Directed by Ridley Scott. Written by Callie Khouri
A neo-western road trip movie about two women’s liberation from the ties that bind them, Thelma & Louise ticks off some unlikely boxes. It has the elating release moments of self-discovery can produce, real punch, the wistful twinge a thwarted dream can elicit, and the unbound fun of a joyride. Thirty-three years old. Hasn’t aged a day.
We join Thelma (Geena Davis) and Louise (Susan Sarandon) on that joyride, but first, Thelma needs coaxing out of her kitchen where her dismissive windbag of a husband keeps her confined in domesticity. Louise, calling from her busy waitress job that requires her to wear a ridiculous uniform in service of some customer service fantasy, is trying to convince Thelma to pluck up the courage to tell her hubby she’s going on a girl’s trip for a couple of days. They both need to get out of town to let off some steam. They need it bad.
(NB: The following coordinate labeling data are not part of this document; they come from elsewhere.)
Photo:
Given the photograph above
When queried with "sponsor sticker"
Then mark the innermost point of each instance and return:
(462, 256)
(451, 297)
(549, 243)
Thelma ends up avoiding the confrontation and just heading out, leaving a note and Friday’s dinner in the microwave, and this small act of defiance turns into a parking lot shooting and a (wo)manhunt that’ll see the two friends cross state borders in a mint green Ford Thunderbird and cross into parts of themselves they never thought possible.
Thelma & Louise is about outlaws, if bucking against the patriarchy and its sexist, sleazebag, patronizing ways was a crime. It derides piggish men, figuratively punching them in the face repeatedly, living out a revenge fantasy on every unwanted catcall, approach, or touch. More than that, offers an endlessly cool vision of women living for themselves, as themselves, whatever that looks like. It’s heady viewing.
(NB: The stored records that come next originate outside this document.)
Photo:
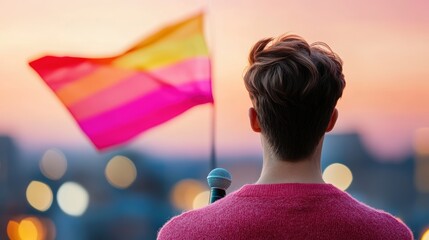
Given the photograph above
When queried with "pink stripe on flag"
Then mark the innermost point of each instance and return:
(138, 85)
(197, 92)
(59, 71)
(125, 132)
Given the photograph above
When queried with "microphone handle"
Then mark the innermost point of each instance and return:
(216, 194)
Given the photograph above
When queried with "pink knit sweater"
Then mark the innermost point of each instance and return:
(285, 211)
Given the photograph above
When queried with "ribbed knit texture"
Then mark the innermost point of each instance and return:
(286, 211)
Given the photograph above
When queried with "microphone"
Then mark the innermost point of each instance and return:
(219, 180)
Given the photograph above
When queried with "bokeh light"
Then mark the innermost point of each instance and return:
(72, 198)
(421, 141)
(12, 230)
(425, 235)
(201, 200)
(184, 193)
(338, 175)
(28, 230)
(39, 195)
(53, 164)
(120, 172)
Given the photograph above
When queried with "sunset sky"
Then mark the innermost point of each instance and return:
(384, 45)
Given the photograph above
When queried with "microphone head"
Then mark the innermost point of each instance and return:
(219, 178)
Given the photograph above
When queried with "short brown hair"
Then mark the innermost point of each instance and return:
(294, 87)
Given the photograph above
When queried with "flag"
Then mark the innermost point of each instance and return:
(114, 99)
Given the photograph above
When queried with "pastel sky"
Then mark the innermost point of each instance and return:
(384, 45)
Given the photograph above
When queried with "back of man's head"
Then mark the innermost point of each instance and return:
(294, 87)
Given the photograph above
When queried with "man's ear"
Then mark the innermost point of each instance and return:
(254, 122)
(333, 120)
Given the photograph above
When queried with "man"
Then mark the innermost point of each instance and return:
(294, 88)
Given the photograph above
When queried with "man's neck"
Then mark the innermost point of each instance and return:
(306, 170)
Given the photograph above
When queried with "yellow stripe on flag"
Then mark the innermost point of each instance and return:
(163, 53)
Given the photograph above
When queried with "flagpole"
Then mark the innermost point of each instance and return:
(213, 140)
It understands like few other films the transformative and liberating power of the open road and the grand landscape beyond it. As Thelma and Louise tear across America, Scott’s film can’t help but look to the heavens, letting the sky above dominate much of the frame, and cast many longing looks at the vistas stretching out behind this go-for-broke Thunderbird carrying the two wanted women along. The vast open spaces and their promise of escape electrify.
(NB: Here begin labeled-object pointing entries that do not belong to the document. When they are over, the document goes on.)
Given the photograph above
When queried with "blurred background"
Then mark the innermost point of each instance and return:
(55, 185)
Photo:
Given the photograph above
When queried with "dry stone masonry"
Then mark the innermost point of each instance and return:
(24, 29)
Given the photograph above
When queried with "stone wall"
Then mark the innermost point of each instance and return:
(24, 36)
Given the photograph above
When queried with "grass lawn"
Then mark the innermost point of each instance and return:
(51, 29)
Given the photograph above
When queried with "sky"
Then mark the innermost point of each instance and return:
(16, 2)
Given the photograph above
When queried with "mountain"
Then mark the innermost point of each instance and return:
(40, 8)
A good bit of it is shot on dusty roads snaking through Monument Valley, sight of every iconic western you can think of, and Hans Zimmer’s score overlays a twangy guitar reverbing into eternity, completing an audiovisual bit of mythmaking. Scott uses the iconography of the frontier to tell this story of liberation, leaning on its American syntax, but also recasting it in service of this feminist struggle.
Sarandon and Davis don cowboy boots, jeans, torn denim shirts, and look iconic doing so. Sarandon’s got a steel spine playing Louise, the headstrong, slightly wearier of life, older sister to Davis’ Thelma, a sheltered housewife, and to see them both grow over the course of Scott’s movie is satisfying beyond measure. The two deliver a pitch-perfect duet as friends and all that entails. The roles and power dynamics, the ride-or-die support and exasperated sighs a friendship can elicit, often within the same conversation. They’re far from perfect, as individuals and together, but they’re not letting go.
Thelma & Louise is a character-driven masterpiece, a lifted middle-finger to the many awful men forcing themselves on society, a love letter to the American Southwest, and a searing story of self-discovery. Legendary for a reason.